Wednesday, March 18, 2020

"Social Distancing" An Introvert's Bliss (or Hell)

Hey everyone!

I hope everyone is taking care of themselves and spending time with their loved ones (if possible) during this crazy time. I'm sure extroverts are kinda losing their minds out there, but as a self-proclaimed introvert, try to pause, slow down and look on the bright side of things. 👀

Think of all the things you can accomplish with this time of seclusion... When was the last time you took time for yourself? Have you tried a new recipe? Why not bake that dessert that you've been dying to try out thanks to endless baking tutorials on Youtube? 🍰 Grab that book that's been sitting on your desk for months. 📚 If you're feeling anxious or worried about x-y-and-z (hello, it's me!) perhaps text, call or Facetime someone important to you and vent or maybe grab one of your many journals and write to your heart's content! And if you must cry, let those tears fall and decorate your pages. 📝 Try to find a healthy outlet to release anything that's beyond your control or to simply just breathe. I'm sure that we could all use a rejuvenating nap. Sometimes, the best way to recharge is to not do, but be still. 😌

I'll admit that I'm scared at times... Scared of unexpected changes, scared that I may not say or do the right things, scared to open up my heart and be vulnerable, scared that I won't have enough time, scared that my hopes and dreams feel so far-fetched or nearly impossible and scared that maybe I'm just so focused on the future, that I end up running from my present self... 😔

I read something earlier today and noticed that it fit exactly not only how I’ve been feeling, but how my thought process has shifted as I’ve grown older: “Breaking out of old thought patterns and finding refreshing ways to express yourself are also things to aspire to... Of course, that means risking being wrong or saying something that not everyone will agree with. GIVE YOURSELF PERMISSION TO TAKE THAT RISK, even if it means making a strong impression that you’re worried will come across as too bold. Have courage to speak your mind and see things in a new light. GROWTH REQUIRES CHANGE.” Can I say that I felt attacked yet heard? 👀

Trust me, despite my calm demeanor, I'm a clam of worry. I worry about others, their tone of voice, their change in behavior, reading too deep into shit and ya girl manages to find a way to worry before there are even things TO worry about, so how do ya'll think I'm doing now?! I'm an acrobat at jumping to conclusions. 😧😩

But, all is well... I woke up this morning. I'm ingesting way too much tea and carbohydrates. I've managed to wash my hair with one hand (burned my left hand earlier this week, so please be careful in the kitchen guys!) and type up a fresh post.
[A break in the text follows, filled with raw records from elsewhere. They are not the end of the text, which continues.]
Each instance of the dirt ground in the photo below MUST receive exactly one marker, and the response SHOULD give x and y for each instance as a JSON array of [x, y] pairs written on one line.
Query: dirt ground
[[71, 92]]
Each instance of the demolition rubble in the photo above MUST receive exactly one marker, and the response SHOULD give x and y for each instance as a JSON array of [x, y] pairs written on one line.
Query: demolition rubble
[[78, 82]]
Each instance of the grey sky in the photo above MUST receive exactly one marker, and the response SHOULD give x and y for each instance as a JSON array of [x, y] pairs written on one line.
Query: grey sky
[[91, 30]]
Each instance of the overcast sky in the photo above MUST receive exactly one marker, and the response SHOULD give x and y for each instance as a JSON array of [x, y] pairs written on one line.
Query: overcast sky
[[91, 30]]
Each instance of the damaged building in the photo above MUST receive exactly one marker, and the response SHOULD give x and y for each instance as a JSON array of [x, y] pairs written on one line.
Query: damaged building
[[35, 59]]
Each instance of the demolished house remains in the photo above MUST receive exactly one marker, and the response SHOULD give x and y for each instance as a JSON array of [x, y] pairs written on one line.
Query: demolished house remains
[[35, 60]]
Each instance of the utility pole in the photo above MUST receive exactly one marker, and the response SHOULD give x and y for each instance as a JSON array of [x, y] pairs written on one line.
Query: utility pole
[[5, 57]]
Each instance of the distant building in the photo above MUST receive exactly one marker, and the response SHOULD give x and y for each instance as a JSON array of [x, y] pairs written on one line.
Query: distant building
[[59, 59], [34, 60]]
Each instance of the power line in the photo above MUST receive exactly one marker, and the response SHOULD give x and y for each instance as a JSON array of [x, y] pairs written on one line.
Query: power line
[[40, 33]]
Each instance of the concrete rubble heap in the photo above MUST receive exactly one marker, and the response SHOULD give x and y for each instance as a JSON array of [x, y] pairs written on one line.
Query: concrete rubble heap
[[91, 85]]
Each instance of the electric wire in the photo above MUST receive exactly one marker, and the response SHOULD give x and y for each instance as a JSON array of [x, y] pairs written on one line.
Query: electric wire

Baby steps... 🙌

Who knew that turning 28 would not only change how my mind and body operates, but also how much I've been self-reflecting?! Ya girl is tired. She's emotionally drained... 🍵

Anywho, feel free to leave me comments on your thoughts and how you guys are handling things during this hectic situation. Take care my darlings! Stay hydrated, get some well-deserved rest and take your Vitamin C!